A prompt gets sent to an LLM, but when building AI services such as with Semantic Kernel we typically generate a prompt from what we call a prompt template. Often a prompt template is text that looks like most of the prompt, but also has some variables we fill in. (Yes, it can get more complex than that too, but let's stay focused here.)

An example excerpt of a prompt template might be:

... the 5 players on {{sports-team}} in the year 1990 ...

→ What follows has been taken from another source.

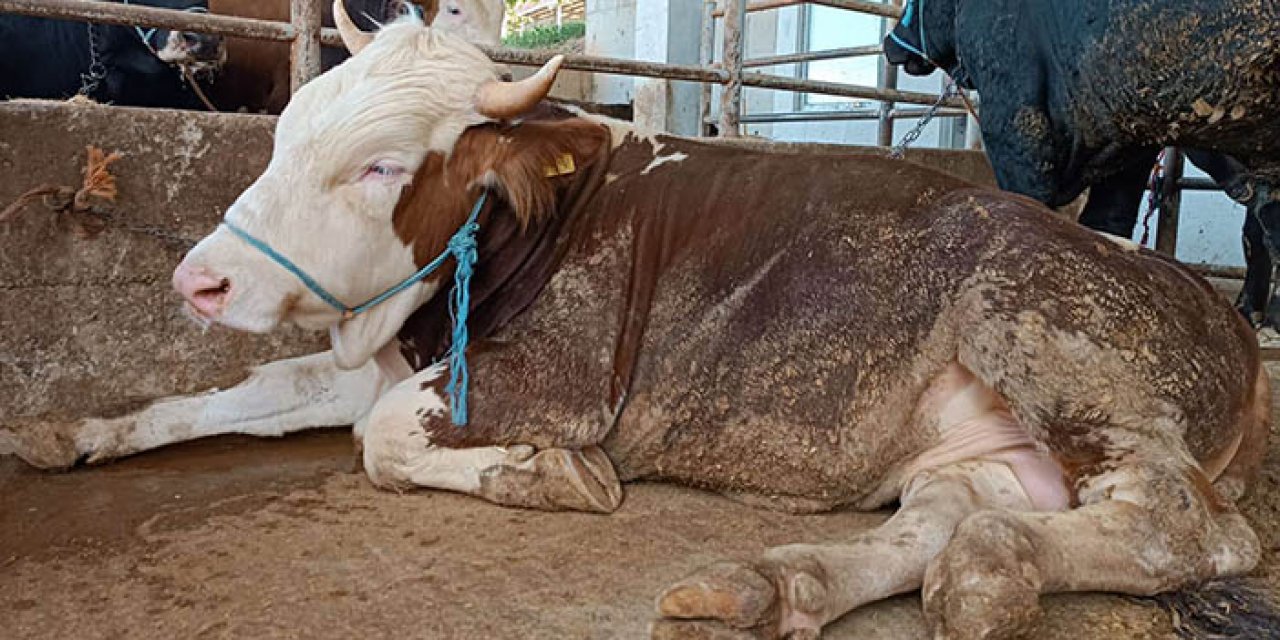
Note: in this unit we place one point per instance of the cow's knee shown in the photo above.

The above excerpt shows a variable {{sports-team}} that will be replaced with some value to be provided at runtime. This substitution is what turns a prompt template into a prompt. You can probably easily imagine the above prompt template might be further evolved to make a variable for the year where 1990 is currently hard-coded and also rephrase from calendar year to sports season terminology. This is normal prompt engineering.

If prompt templates are central, and they may change for lots of reasons as your AI system evolves, you probably don't want to hard-code them in your source code. Rather, take the small step to externalize them. Treat them as a first class object in their own right.

Rather than have teammates change code just to change a prompt, updating a YAML file is a more suitable approach for many scenarios. This prompt-per-YAML-file approach helps to track each prompt with its own change history (such as if you are using git for change tracking), and all the prompts are more easily found.

This approach also simplifies modifying prompts by teammates who are not software engineers because they won't need to go into C#, Python, or Java source code to find and edit the prompts.

And depending on how you want your system to work, you can arrange to add/remove entire prompt template files without needing to update any code at all.

We'll get into more approaches in future tips, but for now let's mention that you can manage your prompts as YAML files on the file system, according to a well-defined [prompt template syntax] (https://learn.microsoft.com/en-us/semantic-kernel/concepts/prompts/prompt-template-syntax).

And finally, here's a snippet of Semantic Kernel code that loads a prompt template from a file:

string promptTemplateYaml = File.ReadAllText("./prompts/best_players.yaml");
KernelFunction function = kernel.CreateFunctionFromPromptYaml(promptTemplateYaml);

It is a small but powerful step forward to better modeling your AI system. Treat your prompts right!